There was no apparent difference in response among subgroups, nor in the rate of adverse events. The most common “AE (grade ≥3) by system organ class (SOC) for RVd versus Isa-RVd were: …blood and lymphatic system disorders: 16.8% versus 25.8% (P=0.006); infections and infestations: 10.4% versus 13.0% (P=0.33); and nervous system disorders: 10.1% versus 8.5% (P=0.50). Rates of serious AE (SAE, any grade) on induction were similar between RVd and Isa-RVd (36.3% versus 34.8%, P=0.75).”

There were eight deaths in the control group and four in the Isa-RVd arm during induction.

Goldschmidt noted that the trial is “ongoing, including analyses post autologous transplantation, which is followed by a second randomization to compare the efficacy of the addition of Isa to lenalidomide maintenance.”

  1. In a randomized phase III trial, the addition of isatuximab to standard-of-care induction therapy for transplant-eligible, newly diagnosed multiple myeloma patients resulted in significantly better minimal residual disease (MRD) negativity.

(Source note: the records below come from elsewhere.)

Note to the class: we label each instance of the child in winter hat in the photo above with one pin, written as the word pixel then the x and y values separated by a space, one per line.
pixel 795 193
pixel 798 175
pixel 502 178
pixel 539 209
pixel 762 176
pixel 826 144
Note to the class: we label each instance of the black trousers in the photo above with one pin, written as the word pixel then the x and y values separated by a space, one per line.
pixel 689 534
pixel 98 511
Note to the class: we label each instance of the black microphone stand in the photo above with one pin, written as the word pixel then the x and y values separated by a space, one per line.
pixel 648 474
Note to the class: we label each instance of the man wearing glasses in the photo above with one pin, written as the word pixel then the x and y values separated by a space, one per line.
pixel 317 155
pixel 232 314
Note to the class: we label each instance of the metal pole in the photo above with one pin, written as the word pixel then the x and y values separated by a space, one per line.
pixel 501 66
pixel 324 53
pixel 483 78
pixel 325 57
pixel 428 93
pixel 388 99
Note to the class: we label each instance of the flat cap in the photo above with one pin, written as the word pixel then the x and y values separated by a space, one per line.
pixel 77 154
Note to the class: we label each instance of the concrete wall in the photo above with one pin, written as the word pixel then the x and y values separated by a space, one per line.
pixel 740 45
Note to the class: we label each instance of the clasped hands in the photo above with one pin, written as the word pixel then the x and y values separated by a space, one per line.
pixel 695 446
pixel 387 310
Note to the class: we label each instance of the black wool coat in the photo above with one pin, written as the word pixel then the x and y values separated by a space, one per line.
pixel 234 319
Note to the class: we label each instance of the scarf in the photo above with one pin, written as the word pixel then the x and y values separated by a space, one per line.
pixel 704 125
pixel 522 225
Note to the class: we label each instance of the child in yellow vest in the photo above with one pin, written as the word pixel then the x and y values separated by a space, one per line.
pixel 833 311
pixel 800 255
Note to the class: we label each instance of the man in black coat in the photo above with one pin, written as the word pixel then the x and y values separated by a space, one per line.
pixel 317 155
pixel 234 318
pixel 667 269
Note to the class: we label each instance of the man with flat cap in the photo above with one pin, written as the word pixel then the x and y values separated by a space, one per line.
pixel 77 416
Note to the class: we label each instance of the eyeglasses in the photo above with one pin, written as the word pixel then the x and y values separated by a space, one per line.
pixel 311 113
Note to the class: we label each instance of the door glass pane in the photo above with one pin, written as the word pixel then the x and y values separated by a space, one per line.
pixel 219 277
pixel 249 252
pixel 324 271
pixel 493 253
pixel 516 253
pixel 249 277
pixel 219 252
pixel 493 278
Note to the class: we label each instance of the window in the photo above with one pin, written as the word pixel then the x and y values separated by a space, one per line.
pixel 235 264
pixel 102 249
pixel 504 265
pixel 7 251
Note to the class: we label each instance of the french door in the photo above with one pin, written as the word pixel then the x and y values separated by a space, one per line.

  2. Be aware that this activity describes an off-label use of isatuximab.

Peggy Peck, Editor-in-Chief, BreakingMED™

The GMMG-HD7 Trial was supported by Sanofi.

Goldschmidt disclosed consultant agreements or research funding with Takeda, Sanofi, Adaptive Biotechnology, Incyte, GSK, Chugai, Celgene, BMS, Janssen, Johns Hopkins University, MSD, Mundipharma, Dietmar-Hopp-Foundation, Novartis, and Amgen.